Var olmakla görünmek arasında kurulan bu ontolojik ba­ğıntı doğal olarak mahremiyetin içeriğini de farklılaştırıyor, Aslında bu değişimin nihai olarak işaret ettiği şey, gizlenme­ye değer hiçbir şeyin olmadığınadır. Yani mahremiyetle var olmak ya da mahremiyetle özgürlük arasında mevcut klasik ilişki, artık geçersiz hâle gelmiştir. Başka bir ifadeyle, bundan böyle var olmak veya özgür olmak ancak mahremiyetten vaz­geçmekle mümkündür. Dolayısıyla buradan hareketle şunu da ifade etmek gerekiyor: Sorun tek başına araçlar ve sundukları imkânlar değildir. Gerçek sorun, araçların tarafsız bir doğala­rının olmadığını unutmaktır; yani onların kültürel, toplumsal ve politik ilişkilerin ürünü olarak baştan itibaren değer yö­nelimli üretildiklerini göz ardı etmektir. Bununla birlikte en az birinci faktör kadar önemli bir diğer sorun da kullanıcının niyetinde gizlidir. Söz konusu araçlar iletişimin, özgürlüğün, eşitliğin imkânı olabilecekken; iktidarın, tahakkümün, zor­balığın, saldırının vs. araçları oldularsa bunun birinci sebebi üretim aşamasından itibaren yüklendikleri negatif değerlilikte gizliyken; ikinci önemli sebepse kullanıcıların zihin durum­larının ve niyetlerinin de bu negatif değerlilikle sergiledikleri uyumluluktur. Bauman (2013: 100-101) bu durumu, “araçlar ile amaçlar arasındaki statü farkının ortadan kalkması” şek­linde tarif ediyor. Baumana göre bu statü farkının kaybolması, eylemlerin ahlâkî kısıtlamalardan bağımsızlaştırılması anla­mına gelir.
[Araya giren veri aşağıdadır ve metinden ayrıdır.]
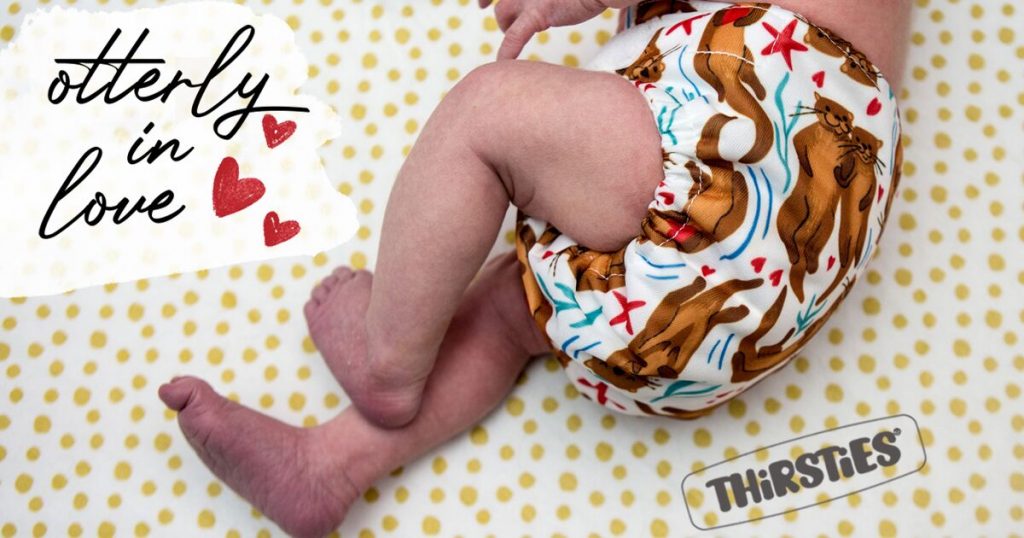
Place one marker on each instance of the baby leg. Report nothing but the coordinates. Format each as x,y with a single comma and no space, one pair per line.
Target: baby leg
306,479
574,148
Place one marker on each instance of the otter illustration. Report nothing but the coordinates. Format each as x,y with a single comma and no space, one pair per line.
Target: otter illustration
615,376
716,209
676,412
750,361
897,174
724,61
857,67
678,325
597,271
650,65
807,217
651,9
539,305
855,203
Artık İnsanî seçimler için tek ölçü kalmıştır: yapa­bildiğini yapabilirsin. Dolayısıyla yapabildiğin ya da yaptığın her şey doğrudur. Ahlâkî değer olarak yanlış ya da dinî değer olarak günah yoktur.

Bahsi geçen araçlar içerisinde bilgisayarın/internetin çok özgün bir yeri olduğu kesindir. İnternetin (1961) icadından bu yana artık birkaç nesil büyümüştür. Artık gözlerini bilgisayar ekranında dünyaya açan ve orada büyüyüp sosyalleşen, hayatı onun üzerinden tanıyıp yaşayan büyük bir dünya nüfusu oluş­muştur. İnternetin icadına tanıklık edip ona uyum sağlayarak kullanan nispeten daha yaşlı bir nüfus da vardır. İnternete ta­mamen yabancı ve onunla hiçbir şekilde bağıntısı olmayan in­sanların sayısı her geçen gün azalmakta ve yakın bir gelecekte muhtemelen tamamen sona erecektir. Dolayısıyla internet ve benzeri iletişim araçları insanlığın yaşam evrenini tamamen ele geçirmektedir. Hayatla araçlar arasındaki ilişki, hayatın mutlak belirleyiciliğinde devam etmemekte; araçlar hayatın içeriğine etki etmekte ve onu dönüştürebilmektedir. İnter­net, araçların dönüştürücü gücüne ilişkin en güçlü örnektir. İnternetin en büyük dönüştürücü gücü insanı doğal yaşam uzamından koparıp elektronik ortama taşımasında gözlem­lenebilir. Artık sosyalleşmeden alışverişe kadar, eğitimden politik mücadeleye kadar her şey internet ortamında ger­çekleştirilebiliyor.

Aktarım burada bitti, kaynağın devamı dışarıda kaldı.